Another trap is the feeling that if I share too much information people judge all my ideas and actions subsequently on the basis of that information. I’m not sure what to say on that one. I don’t want to put myself in a position where people have a reason to think less of me and dismiss my ideas. But I also don’t want to hide a huge part of my experience because I’m afraid of ignorance. I have personally had some negative experiences in that regard, where people have claimed that I’m “single issue” because of my background, or that I’m so emotional on topics of violence that I can’t hold a rational view. But there’s a more insidious thing where someone can be very sympathetic, but the stereotype they hold in their mind of what a victim is, makes them underestimate my abilities and input in the future.

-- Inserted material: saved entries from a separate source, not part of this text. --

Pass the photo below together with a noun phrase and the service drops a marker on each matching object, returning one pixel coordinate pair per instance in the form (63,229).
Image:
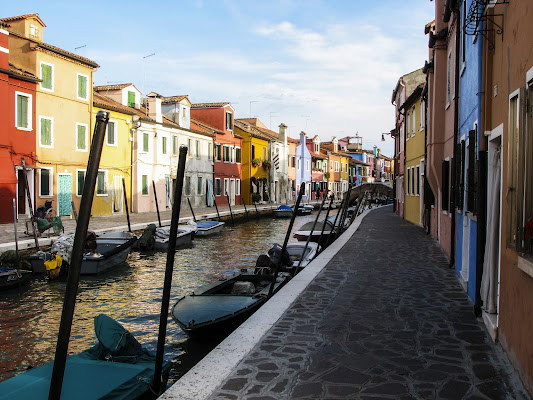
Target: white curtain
(489,281)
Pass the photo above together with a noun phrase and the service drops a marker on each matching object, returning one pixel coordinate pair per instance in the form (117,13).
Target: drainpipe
(456,128)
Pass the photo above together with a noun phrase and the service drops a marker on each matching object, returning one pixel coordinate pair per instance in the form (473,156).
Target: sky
(324,67)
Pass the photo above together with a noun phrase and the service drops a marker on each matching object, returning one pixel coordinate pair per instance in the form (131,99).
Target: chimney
(154,108)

The stupidest part of this whole thing for me has actually been, after going through therapy, realizing there are a lot of people out there who don’t handle stress, emotions, conflict, etc. very well. In many cases this isn’t a result of abuse or some kind of traumatic injury; it’s more about growing up without ever being taught good cooperative skills for working with others. So when I consider that, it makes it seem all the ludicrous to me that someone could be thought less of for having had a troubled past, as opposed to being judged on ongoing performance. But it’s always a risk to those of us who open up to others.